I don’t know what the hell happened. I have been having this same thing done for the last 7-10 years, and this is the first time that I came out looking, well, crazy. The doctor was completely unsympathetic and said he was sorry this had happened to me, once without much feeling. I felt stung by his lack of emotion and compassion. I was sobbing and he was trying to get out of the room as soon as possible.
My daughter is horrified. My son thinks it’s hysterical. My husband says he doesn’t notice (which is so him). I want to get in bed under the covers until it’s gone. I had plans to meet friends in New York this past weekend to see a Broadway show and do New York holiday things and I forced myself to go. It was hard because it is utterly exhausting to try and keep my lid up and because I also look like a circus show act. This week I have a work event and a party, and cousins coming in for a big fat cousin dinner and a Celtics game. I can’t just stop because I look like Frankenstein.

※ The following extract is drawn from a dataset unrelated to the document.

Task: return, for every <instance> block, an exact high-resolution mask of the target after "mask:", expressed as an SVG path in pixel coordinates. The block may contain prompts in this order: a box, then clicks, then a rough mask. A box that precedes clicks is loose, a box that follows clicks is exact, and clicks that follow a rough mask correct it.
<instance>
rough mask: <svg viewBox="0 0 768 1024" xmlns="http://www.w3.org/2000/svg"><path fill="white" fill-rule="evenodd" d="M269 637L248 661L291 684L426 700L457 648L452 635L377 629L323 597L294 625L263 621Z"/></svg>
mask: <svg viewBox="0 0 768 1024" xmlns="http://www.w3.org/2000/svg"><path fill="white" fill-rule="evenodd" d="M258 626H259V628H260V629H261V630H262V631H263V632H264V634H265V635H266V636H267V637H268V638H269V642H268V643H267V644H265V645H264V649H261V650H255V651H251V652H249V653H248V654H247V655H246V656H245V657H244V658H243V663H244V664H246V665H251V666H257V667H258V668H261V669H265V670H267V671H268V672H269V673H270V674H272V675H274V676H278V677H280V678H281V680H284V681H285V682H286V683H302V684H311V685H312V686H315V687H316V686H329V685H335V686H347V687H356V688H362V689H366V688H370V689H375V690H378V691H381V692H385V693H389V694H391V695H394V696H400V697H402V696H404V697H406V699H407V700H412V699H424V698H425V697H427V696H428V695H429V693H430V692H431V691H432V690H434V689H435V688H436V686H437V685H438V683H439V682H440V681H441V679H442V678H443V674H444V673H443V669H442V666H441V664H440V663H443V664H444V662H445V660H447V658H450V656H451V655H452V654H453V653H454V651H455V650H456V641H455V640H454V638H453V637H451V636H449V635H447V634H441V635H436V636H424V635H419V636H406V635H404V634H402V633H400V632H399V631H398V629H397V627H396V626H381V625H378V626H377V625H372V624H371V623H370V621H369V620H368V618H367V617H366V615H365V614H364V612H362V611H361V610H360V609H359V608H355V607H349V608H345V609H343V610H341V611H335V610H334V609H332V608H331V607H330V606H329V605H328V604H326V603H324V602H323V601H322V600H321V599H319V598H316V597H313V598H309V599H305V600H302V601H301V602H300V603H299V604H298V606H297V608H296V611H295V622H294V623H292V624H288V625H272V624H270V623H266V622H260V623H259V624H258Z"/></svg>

Obviously, Botox is an elective procedure and one of vanity. I have always known there was the possibility of this happening, but the odds seemed low and the rewards of not having the constant stress between my eyes removed, as well as the benefit of not having the lines between my eyes, seemed worth the tiny risk. Until now, until feeling what it’s like to have your vision impaired, your face look lopsided and scary.
Now I have to reconsider.
I won’t use Botox again. I certainly won’t go back to the doctor I trusted for the past almost decade. I do wish that he’d shown me more compassion and talked to me like a person, rather than a potential malpractice suit (which I’m sure isn’t even a thing, since I am quite certain I signed some waiver that said anything that happened after a Botox shot was not the responsibility of the doctor).
I keep thinking I’ll wake up and find the funny in this, but so far, no go.
So, just a little cautionary tale if you’re thinking of having Botox. I fell into the camp of “It’ll never happen to me,” but it did. And I’m here to tell you that it’s really not fun. Gratitude that, as my mom was so fond of saying in a shitty situation, this too shall pass. And if my droopy eye has given you a good laugh, well then gratitude for that, too.